I Borghese e l’Antico
Skira 2011
edizione italiana a cura di Scriptum
Non è mai successo, e non succederà mai più: dalla fine del 2011, per tre mesi la Galleria Borghese è stata com’era nel 1807, anno di una tra le più sensazionali cessioni che si ricordino: quando Camillo vende i propri capolavori d’arte antica (154 statue, 160 busti, 170 bassorilievi, 30 colonne e vari vasi) al Louvre, che forma così l’ossatura della sua collezione archeologica.

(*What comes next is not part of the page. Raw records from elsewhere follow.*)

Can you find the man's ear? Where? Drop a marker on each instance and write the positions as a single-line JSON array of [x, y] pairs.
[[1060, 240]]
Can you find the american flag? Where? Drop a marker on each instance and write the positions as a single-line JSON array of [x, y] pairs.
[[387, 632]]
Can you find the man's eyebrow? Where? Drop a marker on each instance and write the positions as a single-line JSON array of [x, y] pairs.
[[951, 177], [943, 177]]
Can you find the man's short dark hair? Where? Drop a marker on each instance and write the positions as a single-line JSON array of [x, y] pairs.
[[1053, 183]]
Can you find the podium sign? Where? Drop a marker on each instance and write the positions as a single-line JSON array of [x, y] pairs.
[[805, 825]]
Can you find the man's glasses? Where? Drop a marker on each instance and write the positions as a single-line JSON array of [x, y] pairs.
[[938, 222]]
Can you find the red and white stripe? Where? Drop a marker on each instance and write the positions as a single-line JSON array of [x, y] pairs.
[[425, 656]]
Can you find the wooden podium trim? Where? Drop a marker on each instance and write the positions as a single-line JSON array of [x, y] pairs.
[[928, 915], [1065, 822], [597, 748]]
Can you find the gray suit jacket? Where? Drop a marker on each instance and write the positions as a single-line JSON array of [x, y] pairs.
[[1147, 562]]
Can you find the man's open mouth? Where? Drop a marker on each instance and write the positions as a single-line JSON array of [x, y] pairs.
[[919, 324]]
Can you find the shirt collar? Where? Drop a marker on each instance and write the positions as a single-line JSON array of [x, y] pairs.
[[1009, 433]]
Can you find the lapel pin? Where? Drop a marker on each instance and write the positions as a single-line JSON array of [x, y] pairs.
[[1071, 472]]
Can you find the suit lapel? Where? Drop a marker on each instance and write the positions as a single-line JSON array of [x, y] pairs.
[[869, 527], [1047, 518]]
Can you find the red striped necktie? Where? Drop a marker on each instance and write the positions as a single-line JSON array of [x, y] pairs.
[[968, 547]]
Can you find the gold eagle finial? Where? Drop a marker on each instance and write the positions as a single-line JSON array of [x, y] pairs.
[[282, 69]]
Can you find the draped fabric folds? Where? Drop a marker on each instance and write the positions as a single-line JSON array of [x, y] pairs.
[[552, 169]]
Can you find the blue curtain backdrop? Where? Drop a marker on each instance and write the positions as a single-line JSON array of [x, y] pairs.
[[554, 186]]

“Da quella vendita derivano le prime leggi di tutela dello Stato Pontificio”, spiega la direttrice Anna Coliva; “Da quattro anni lavoriamo a questa ricostruzione filologica con il museo parigino: ci presterà 65 opere, alte anche tre metri”. Quando sarà possibile, “le collocheremo dove erano”. Tornerà anche l’Ermafrodito, che Bernini restaura nel 1619, e con lui, il Seneca morente (“che non è affatto Seneca”, precisa il famoso docente d’archeologia Antonio Giuliano); le Muse del II secolo d.C.; una Baccante alta due metri e 20; le Tre Grazie; il Supplizio di Marsia; l’immenso Vaso Borghese con scene dionisiache del 30 a.C., trovato agli Horti Sallustiani nel 1569, in marmo pentelico d’Atene, alto ben 172 centimetri e largo 136. Questo ed altro, formava quella collezione che Scipione, ‘cardinal nepote’ di Papa Paolo V, nel Seicento concepiva come “teatro dell’universo con ogni sorta di delitia che desiderare et havere in questa vita si possa”. A cedere questo patrimonio è Camillo, dal 1803 secondo marito di Paolina Bonaparte, una dei 13 figli di Madame Mère, Letizia Ramolino, mamma di Napoleone.
«Abbiamo già cominciato a spostare alcune sculture: per la prima volta, il Louvre si priva di una parte tanto ingente delle sue collezioni; ma noi dobbiamo anche provvedere a ricollocare le 65 statue dove già erano», conclude Coliva; almeno con una mostra, Roma (e il mondo) si ricompensano: si colma la lacuna di quella vendita davvero sensazionale, si vedrà come era la Villa, sogno di tutti i viaggiatori dell’epoca.